Pivete, piveta, se ligue nessa
resenha que tá barril.
O filme Olhos que condenam tá passando na Netflix e ao longo dos 4 episódios
faz a gente sentir raiva, dor, angústia, revolta... Muita coisa que mexe com a
gente da favela, com nossas emoções.
Principalmente porque os
personagens principais são jovens negros. Bom seria se não fossem os réus e se
não fosse uma série documental. É sim, aconteceu de verdade, como acontece
sempre nas quebradas aqui do Brasil, o Estado acusando, julgando, condenando e
exterminando jovens negros.
Tudo começou na primavera de 1989, no Harlem, Nova York, Estados Unidos. Cinco garotos negros são levados pela polícia, interrogados e coagidos a confessar estupro contra uma mulher no Central Park. Em 1990 foram condenados por sete anos e um deles, Wise, que já tinha 16 anos, foi condenado a uma pena de adulto e só saiu da prisão treze anos depois, em 2012, quando o verdadeiro autor do crime, que havia cometido outros estupros na mesma época, confessou. Os mesmos detetives que cuidaram do caso da corredora do Central Park, Trisha Meili, que em 2013 escreveu um livro e revelou seu nome, estavam encarregados do caso dos meninos do Central Park. Pelo certo, eram meninos, não eram homens adultos. E os policiais nem se deram ao trabalho de considerar que um estuprador e não meninos, seria o principal suspeito de um crime de estupro.

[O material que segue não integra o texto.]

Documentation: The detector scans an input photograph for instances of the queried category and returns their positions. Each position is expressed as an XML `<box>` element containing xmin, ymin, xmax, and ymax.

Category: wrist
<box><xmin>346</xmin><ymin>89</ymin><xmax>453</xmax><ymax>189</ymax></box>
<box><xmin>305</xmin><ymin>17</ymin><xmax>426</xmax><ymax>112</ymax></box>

Este filme é batendo tudo e não
bate certo quando a gente chora a dor do irmão de um jeito que parece que
aconteceu com a gente. É quando a gente reconhece quem são os nossos e de que
lado estão. Sarah Burns, que tinha seis anos quando os jovens tiveram suas
vidas atravessadas de forma brutal e irreversível pelo racismo norte americano,
resolveu mergulhar na história e escrever um livro, seguido de um documentário
que conta a versão dos jovens e não da polícia cruel e da sociedade racista que
os condenou. O bilionário e atual presidente dos EUA, Donald Trump, na época
pagou anúncios de página inteira de jornais, pedindo a volta da pena de morte
no estado de Nova York. Se a pena de morte fosse legal, os jovens não teriam ao
menos a chance de contar sua história, mais uma vez na história.
Os Personagens são Antron McCray, Korey Wise, Kevin Richardson, Raymond Santana, Yusef Salaam.
Korey Wise, ao ver seu amigo Yusef ser levado, resolve o acompanhar, dizendo “sua mãe me mata se eu não for”. Uma das coisas que mexe muito comigo nessa série é que Korey, na minha visão, o que mais sofreu na prisão, só foi lá pra cuidar do irmão da rua e foi o que mais sofreu e ficou abandonado. O cara estava junto com o amigo. O policial ainda instigou ele para ir junto. Só saiu de lá treze anos depois, bota fé?!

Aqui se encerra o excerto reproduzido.